In Afghanistan, where the Taliban seized power on 15 August 2021, women were forced to beg due to the work ban and were subjected to sexual assault and torture in detention centres. According to Zan Times, a website for Afghan women, women said they had been targeted by Taliban authorities in the past fex months and detained under the anti-negging laws enacted this year.
All of the women told the news website beacuse of unable to find paid work due to the labour ban that they had no choice but to beg on the streets for money and food for their children.
FORCED TO BEG
Since the Taliban came to power, women have been barred from most paid work, leading to increased levels of poverty across the country, particularly in households without men.

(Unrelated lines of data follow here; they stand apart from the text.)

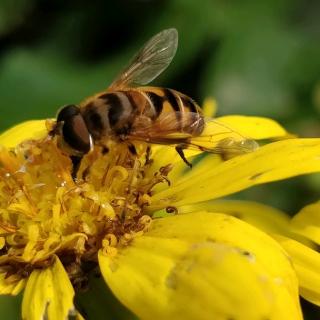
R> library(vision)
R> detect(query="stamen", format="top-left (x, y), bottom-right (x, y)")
top-left (0, 137), bottom-right (172, 290)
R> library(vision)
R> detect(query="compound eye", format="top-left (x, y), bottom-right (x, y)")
top-left (57, 105), bottom-right (92, 154)
top-left (57, 104), bottom-right (80, 122)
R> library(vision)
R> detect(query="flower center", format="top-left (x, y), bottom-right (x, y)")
top-left (0, 139), bottom-right (171, 288)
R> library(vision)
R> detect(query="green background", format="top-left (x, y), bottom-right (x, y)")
top-left (0, 0), bottom-right (320, 319)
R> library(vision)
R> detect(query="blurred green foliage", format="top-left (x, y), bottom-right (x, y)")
top-left (0, 0), bottom-right (320, 319)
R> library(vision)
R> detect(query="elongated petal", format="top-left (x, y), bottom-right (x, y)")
top-left (277, 236), bottom-right (320, 306)
top-left (22, 258), bottom-right (76, 320)
top-left (99, 212), bottom-right (301, 320)
top-left (0, 120), bottom-right (48, 148)
top-left (217, 115), bottom-right (288, 140)
top-left (291, 202), bottom-right (320, 245)
top-left (178, 200), bottom-right (290, 235)
top-left (149, 139), bottom-right (320, 211)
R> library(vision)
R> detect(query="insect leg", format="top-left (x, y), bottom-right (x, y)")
top-left (128, 143), bottom-right (137, 156)
top-left (176, 144), bottom-right (192, 168)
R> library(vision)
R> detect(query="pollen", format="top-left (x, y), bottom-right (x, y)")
top-left (0, 138), bottom-right (171, 289)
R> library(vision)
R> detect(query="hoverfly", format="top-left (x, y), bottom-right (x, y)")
top-left (52, 28), bottom-right (256, 166)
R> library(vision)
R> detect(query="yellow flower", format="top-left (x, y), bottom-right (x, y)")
top-left (0, 104), bottom-right (320, 319)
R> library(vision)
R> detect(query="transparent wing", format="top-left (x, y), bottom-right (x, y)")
top-left (129, 112), bottom-right (258, 155)
top-left (110, 28), bottom-right (178, 89)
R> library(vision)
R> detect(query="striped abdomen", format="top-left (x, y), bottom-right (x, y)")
top-left (81, 87), bottom-right (204, 139)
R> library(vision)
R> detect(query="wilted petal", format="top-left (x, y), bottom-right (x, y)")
top-left (99, 212), bottom-right (301, 320)
top-left (22, 258), bottom-right (75, 320)
top-left (0, 273), bottom-right (26, 296)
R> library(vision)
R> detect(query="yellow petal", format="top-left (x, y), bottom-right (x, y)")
top-left (99, 212), bottom-right (301, 320)
top-left (22, 258), bottom-right (75, 320)
top-left (277, 236), bottom-right (320, 306)
top-left (202, 98), bottom-right (217, 118)
top-left (0, 120), bottom-right (48, 148)
top-left (148, 139), bottom-right (320, 212)
top-left (291, 202), bottom-right (320, 244)
top-left (178, 200), bottom-right (290, 235)
top-left (216, 115), bottom-right (288, 140)
top-left (0, 273), bottom-right (25, 296)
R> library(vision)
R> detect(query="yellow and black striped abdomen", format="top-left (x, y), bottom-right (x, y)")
top-left (137, 87), bottom-right (204, 135)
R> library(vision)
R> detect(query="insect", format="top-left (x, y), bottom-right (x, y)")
top-left (52, 28), bottom-right (255, 166)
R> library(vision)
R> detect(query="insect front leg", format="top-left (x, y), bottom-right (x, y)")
top-left (176, 144), bottom-right (192, 168)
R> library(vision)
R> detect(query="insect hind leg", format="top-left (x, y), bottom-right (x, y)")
top-left (176, 144), bottom-right (192, 168)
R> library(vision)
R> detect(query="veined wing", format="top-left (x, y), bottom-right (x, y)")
top-left (129, 112), bottom-right (258, 155)
top-left (110, 28), bottom-right (178, 90)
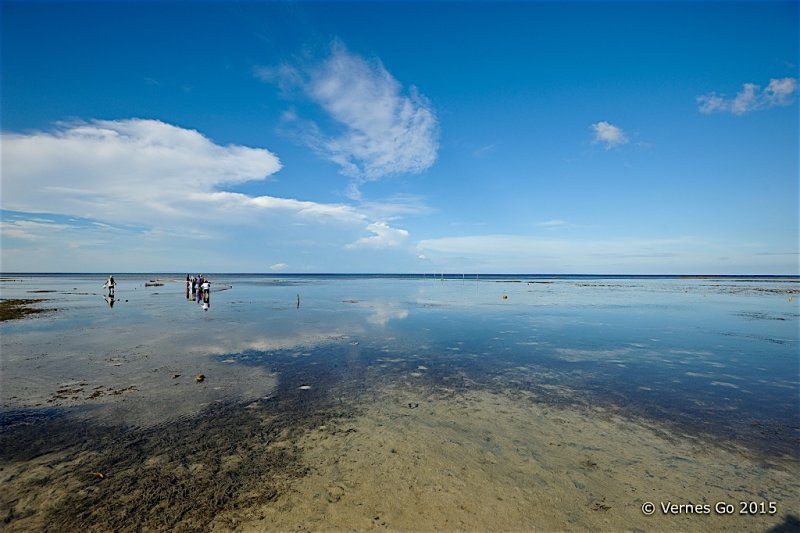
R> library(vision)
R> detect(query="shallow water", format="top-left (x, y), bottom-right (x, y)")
top-left (0, 275), bottom-right (800, 528)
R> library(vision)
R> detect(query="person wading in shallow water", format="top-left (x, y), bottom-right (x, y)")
top-left (103, 276), bottom-right (117, 298)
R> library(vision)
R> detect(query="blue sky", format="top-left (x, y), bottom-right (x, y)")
top-left (0, 1), bottom-right (799, 274)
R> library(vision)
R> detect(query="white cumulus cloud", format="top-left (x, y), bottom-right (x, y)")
top-left (255, 42), bottom-right (439, 191)
top-left (592, 120), bottom-right (628, 150)
top-left (697, 78), bottom-right (797, 115)
top-left (0, 119), bottom-right (424, 270)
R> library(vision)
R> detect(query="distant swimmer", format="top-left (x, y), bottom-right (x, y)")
top-left (103, 276), bottom-right (117, 298)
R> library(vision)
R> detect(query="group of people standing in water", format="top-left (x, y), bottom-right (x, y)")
top-left (186, 274), bottom-right (211, 311)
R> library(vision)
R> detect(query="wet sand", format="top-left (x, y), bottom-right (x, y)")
top-left (0, 370), bottom-right (800, 531)
top-left (234, 387), bottom-right (800, 531)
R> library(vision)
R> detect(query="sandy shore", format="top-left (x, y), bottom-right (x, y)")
top-left (0, 370), bottom-right (800, 531)
top-left (230, 387), bottom-right (800, 531)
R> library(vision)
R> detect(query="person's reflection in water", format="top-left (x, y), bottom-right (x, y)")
top-left (202, 279), bottom-right (211, 311)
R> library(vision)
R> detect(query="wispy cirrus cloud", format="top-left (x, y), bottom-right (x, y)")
top-left (347, 222), bottom-right (408, 250)
top-left (591, 120), bottom-right (628, 150)
top-left (696, 78), bottom-right (797, 115)
top-left (416, 234), bottom-right (796, 274)
top-left (535, 219), bottom-right (567, 228)
top-left (254, 41), bottom-right (439, 198)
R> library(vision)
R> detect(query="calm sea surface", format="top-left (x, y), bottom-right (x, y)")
top-left (0, 274), bottom-right (800, 453)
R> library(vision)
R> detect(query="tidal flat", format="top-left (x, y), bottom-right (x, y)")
top-left (0, 274), bottom-right (800, 531)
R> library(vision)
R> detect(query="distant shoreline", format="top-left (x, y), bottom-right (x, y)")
top-left (0, 271), bottom-right (800, 281)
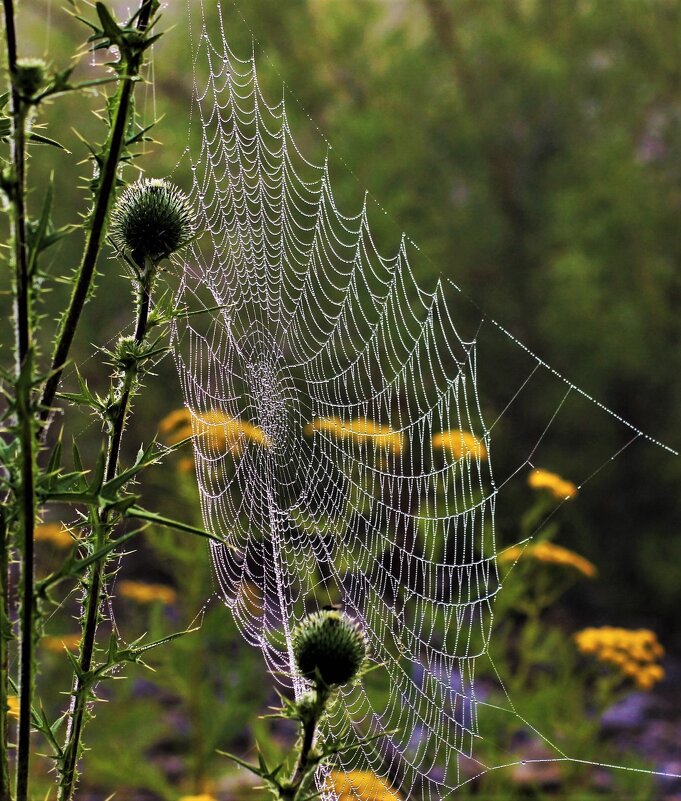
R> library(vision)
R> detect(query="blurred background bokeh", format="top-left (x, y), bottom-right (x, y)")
top-left (2, 0), bottom-right (681, 798)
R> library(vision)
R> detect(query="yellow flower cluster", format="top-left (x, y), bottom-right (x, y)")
top-left (159, 409), bottom-right (269, 454)
top-left (303, 417), bottom-right (404, 454)
top-left (118, 581), bottom-right (177, 605)
top-left (431, 429), bottom-right (487, 459)
top-left (498, 542), bottom-right (598, 578)
top-left (326, 770), bottom-right (402, 801)
top-left (34, 523), bottom-right (75, 548)
top-left (574, 626), bottom-right (664, 690)
top-left (180, 793), bottom-right (217, 801)
top-left (7, 695), bottom-right (19, 718)
top-left (527, 468), bottom-right (577, 501)
top-left (40, 634), bottom-right (80, 654)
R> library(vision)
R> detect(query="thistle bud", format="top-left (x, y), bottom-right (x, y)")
top-left (293, 610), bottom-right (367, 686)
top-left (14, 58), bottom-right (47, 98)
top-left (110, 178), bottom-right (195, 269)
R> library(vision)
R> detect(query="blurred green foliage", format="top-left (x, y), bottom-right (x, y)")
top-left (7, 0), bottom-right (681, 798)
top-left (13, 0), bottom-right (681, 632)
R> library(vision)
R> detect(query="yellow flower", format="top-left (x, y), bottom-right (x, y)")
top-left (35, 523), bottom-right (75, 548)
top-left (527, 468), bottom-right (577, 501)
top-left (7, 695), bottom-right (19, 718)
top-left (326, 770), bottom-right (402, 801)
top-left (303, 417), bottom-right (404, 454)
top-left (118, 581), bottom-right (177, 605)
top-left (431, 429), bottom-right (487, 459)
top-left (40, 634), bottom-right (80, 654)
top-left (498, 542), bottom-right (597, 578)
top-left (574, 626), bottom-right (665, 690)
top-left (159, 409), bottom-right (269, 454)
top-left (180, 793), bottom-right (217, 801)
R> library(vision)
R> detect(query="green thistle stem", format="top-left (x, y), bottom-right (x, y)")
top-left (283, 686), bottom-right (329, 801)
top-left (40, 0), bottom-right (156, 438)
top-left (0, 0), bottom-right (35, 801)
top-left (59, 270), bottom-right (153, 801)
top-left (0, 508), bottom-right (12, 799)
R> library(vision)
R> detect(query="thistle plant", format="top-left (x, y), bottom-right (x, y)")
top-left (220, 609), bottom-right (384, 801)
top-left (0, 0), bottom-right (209, 801)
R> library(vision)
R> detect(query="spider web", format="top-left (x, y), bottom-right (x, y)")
top-left (174, 3), bottom-right (676, 798)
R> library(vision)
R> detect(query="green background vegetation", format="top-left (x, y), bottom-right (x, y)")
top-left (2, 0), bottom-right (681, 795)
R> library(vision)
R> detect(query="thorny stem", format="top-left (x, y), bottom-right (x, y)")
top-left (59, 278), bottom-right (153, 801)
top-left (0, 508), bottom-right (12, 801)
top-left (0, 0), bottom-right (35, 801)
top-left (289, 686), bottom-right (329, 799)
top-left (40, 0), bottom-right (155, 438)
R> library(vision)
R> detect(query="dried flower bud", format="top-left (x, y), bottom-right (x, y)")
top-left (14, 58), bottom-right (47, 98)
top-left (110, 178), bottom-right (195, 268)
top-left (293, 610), bottom-right (367, 686)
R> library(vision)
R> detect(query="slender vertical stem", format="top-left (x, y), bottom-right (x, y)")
top-left (59, 282), bottom-right (151, 801)
top-left (40, 0), bottom-right (155, 438)
top-left (3, 0), bottom-right (35, 801)
top-left (287, 686), bottom-right (329, 801)
top-left (0, 509), bottom-right (12, 801)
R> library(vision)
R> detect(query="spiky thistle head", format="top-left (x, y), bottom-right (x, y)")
top-left (293, 609), bottom-right (367, 687)
top-left (109, 178), bottom-right (196, 268)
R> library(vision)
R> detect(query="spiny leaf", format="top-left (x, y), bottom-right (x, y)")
top-left (126, 506), bottom-right (224, 550)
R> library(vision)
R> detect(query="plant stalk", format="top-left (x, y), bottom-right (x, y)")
top-left (59, 279), bottom-right (152, 801)
top-left (0, 509), bottom-right (12, 801)
top-left (290, 686), bottom-right (329, 801)
top-left (40, 0), bottom-right (154, 438)
top-left (0, 0), bottom-right (35, 801)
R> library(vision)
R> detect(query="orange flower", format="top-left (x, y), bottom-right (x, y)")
top-left (118, 581), bottom-right (177, 606)
top-left (303, 417), bottom-right (404, 454)
top-left (159, 409), bottom-right (269, 453)
top-left (7, 695), bottom-right (19, 718)
top-left (498, 542), bottom-right (598, 578)
top-left (431, 429), bottom-right (487, 459)
top-left (180, 793), bottom-right (217, 801)
top-left (574, 626), bottom-right (665, 690)
top-left (35, 523), bottom-right (75, 548)
top-left (326, 770), bottom-right (402, 801)
top-left (527, 468), bottom-right (577, 501)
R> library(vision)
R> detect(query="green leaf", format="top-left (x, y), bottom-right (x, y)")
top-left (28, 132), bottom-right (71, 153)
top-left (125, 506), bottom-right (224, 550)
top-left (28, 173), bottom-right (54, 275)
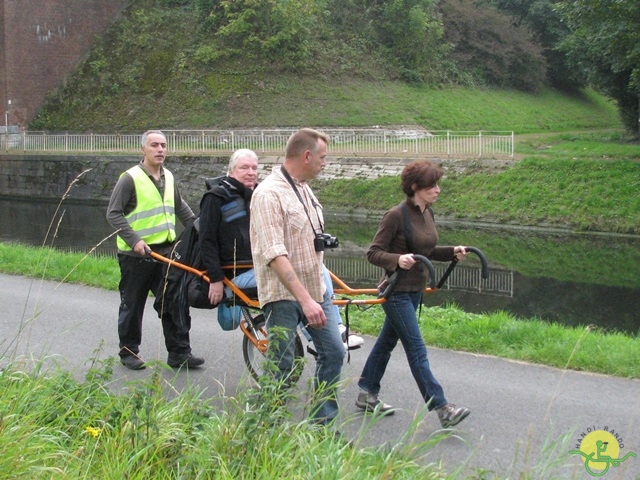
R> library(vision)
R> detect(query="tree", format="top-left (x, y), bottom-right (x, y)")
top-left (439, 0), bottom-right (546, 92)
top-left (489, 0), bottom-right (584, 91)
top-left (208, 0), bottom-right (320, 67)
top-left (558, 0), bottom-right (640, 138)
top-left (372, 0), bottom-right (448, 81)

In May, the Taliban introduced new laws banning "healthy people" with one day's food money from begging on the streets. A commission was set up to register beggars and categorise them as "professional", "poor" or "organised". According to Taliban officials, about 60,000 beggars were rounded up in Kabul alone.
RAPE IN DETENTION
A mother of three who was forced to move to Kabul and beg for food on the streets after the disappearance of her husband, who served in the former government's national army, said she was unaware of Taliban laws against begging until she was arrested. The woman, nicknamed Zahra, said she was forced to cook, clean and wash clothes for the men working at the centre where she was detained for three days; she was beaten until she lost consciousness and then raped.
Another woman, identified as Parwana, said she was detained while begging with her four-year-old daughter after her husband left them and was made to clean and wash dishes for 15 days. Parwana also said that she was raped along with two other women while in detention and that she was traumatised by the attack.